CMB2:

# Homework 4

20 April 2018. Deadline: Wednesday, 25 April, 9:00.

Epilepsy affects 1% of the World population. Thus, the probability for one person is c(Yes=0.01, No=0.99). We can simulate n persons with the following code:

epilepsy <- function(n) {
return(
sample(c("Yes","No"),
size=n,
replace = TRUE,
prob = c(0.01, 0.99)
)
)
}

We are 97 people in the course, including me. To simulate a group like us we use

epilepsy(97)
##  [1] "No"  "No"  "No"  "No"  "Yes" "No"  "No"  "No"  "No"  "No"  "No"
## [12] "No"  "No"  "No"  "No"  "No"  "No"  "No"  "No"  "No"  "No"  "No"
## [23] "No"  "No"  "No"  "No"  "No"  "No"  "No"  "No"  "No"  "No"  "No"
## [34] "No"  "No"  "No"  "No"  "No"  "No"  "No"  "No"  "No"  "No"  "No"
## [45] "No"  "No"  "Yes" "No"  "No"  "No"  "No"  "No"  "No"  "No"  "No"
## [56] "No"  "No"  "No"  "No"  "No"  "No"  "No"  "No"  "No"  "No"  "No"
## [67] "No"  "No"  "No"  "No"  "No"  "No"  "No"  "No"  "No"  "No"  "No"
## [78] "No"  "No"  "No"  "No"  "No"  "No"  "No"  "No"  "No"  "No"  "No"
## [89] "No"  "No"  "No"  "No"  "No"  "No"  "No"  "No"  "No"

We replicate the experiment to get 1000 samples of size 97

courses <- replicate(1000, epilepsy(97))
dim(courses)
## [1]   97 1000

Here courses is a matrix, not a data frame. We have to use [row, col], not [[column]].

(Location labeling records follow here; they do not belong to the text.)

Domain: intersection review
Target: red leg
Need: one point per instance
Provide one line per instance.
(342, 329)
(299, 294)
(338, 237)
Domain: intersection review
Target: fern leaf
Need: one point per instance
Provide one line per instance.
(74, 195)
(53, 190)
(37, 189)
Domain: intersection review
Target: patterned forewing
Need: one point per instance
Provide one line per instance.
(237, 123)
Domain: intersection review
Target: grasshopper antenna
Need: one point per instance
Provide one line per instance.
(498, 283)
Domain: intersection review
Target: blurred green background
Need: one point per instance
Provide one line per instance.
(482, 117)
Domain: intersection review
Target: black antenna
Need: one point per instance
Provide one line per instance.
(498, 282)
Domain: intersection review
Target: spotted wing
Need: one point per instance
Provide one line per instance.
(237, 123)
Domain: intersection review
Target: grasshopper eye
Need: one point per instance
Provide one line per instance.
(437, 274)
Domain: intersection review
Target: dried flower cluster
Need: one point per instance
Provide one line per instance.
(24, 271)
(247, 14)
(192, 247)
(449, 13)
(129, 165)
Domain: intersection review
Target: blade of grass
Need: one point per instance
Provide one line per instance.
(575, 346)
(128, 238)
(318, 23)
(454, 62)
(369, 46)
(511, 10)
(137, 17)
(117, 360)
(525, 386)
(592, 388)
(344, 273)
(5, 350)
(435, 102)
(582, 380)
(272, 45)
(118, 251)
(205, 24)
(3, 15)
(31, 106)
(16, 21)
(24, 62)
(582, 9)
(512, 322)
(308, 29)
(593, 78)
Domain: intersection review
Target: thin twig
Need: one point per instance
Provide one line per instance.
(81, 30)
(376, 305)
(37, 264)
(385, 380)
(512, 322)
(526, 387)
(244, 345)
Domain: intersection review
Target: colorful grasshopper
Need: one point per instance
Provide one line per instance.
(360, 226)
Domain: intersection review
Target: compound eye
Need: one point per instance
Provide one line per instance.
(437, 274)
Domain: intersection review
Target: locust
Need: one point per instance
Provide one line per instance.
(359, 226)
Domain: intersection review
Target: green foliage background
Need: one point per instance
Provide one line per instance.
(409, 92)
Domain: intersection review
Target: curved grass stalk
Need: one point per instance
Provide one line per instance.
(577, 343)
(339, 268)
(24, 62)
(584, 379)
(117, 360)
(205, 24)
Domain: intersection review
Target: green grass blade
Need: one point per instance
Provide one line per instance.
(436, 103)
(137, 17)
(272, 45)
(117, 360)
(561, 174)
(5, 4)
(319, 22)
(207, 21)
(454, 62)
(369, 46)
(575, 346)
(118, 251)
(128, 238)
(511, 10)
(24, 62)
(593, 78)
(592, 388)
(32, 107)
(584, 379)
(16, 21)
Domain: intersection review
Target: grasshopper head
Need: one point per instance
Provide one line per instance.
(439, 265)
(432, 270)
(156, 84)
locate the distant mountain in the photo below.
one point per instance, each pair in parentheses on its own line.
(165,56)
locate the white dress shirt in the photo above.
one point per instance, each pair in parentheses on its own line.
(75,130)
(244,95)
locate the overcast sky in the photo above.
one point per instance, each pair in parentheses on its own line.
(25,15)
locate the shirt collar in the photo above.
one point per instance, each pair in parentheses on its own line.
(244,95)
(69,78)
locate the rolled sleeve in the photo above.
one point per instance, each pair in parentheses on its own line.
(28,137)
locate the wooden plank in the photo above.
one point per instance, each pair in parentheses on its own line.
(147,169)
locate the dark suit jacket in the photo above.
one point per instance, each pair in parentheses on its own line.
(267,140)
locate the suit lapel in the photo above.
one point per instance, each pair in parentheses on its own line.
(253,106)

We got a lot of data, but very little information. We did not learn anything from the 97000 words. We want numbers, not words. We need a function that

• takes one column of courses, and
• gives us an integer with the number of “Yes”

This is your mission. Write the code to produce a vector named cases of size 1000, with the number of “Yes” in each column. If everything goes right you will get something similar to this:

table(cases)
## cases
##   0   1   2   3   4
## 356 376 190  69   9
barplot(table(cases))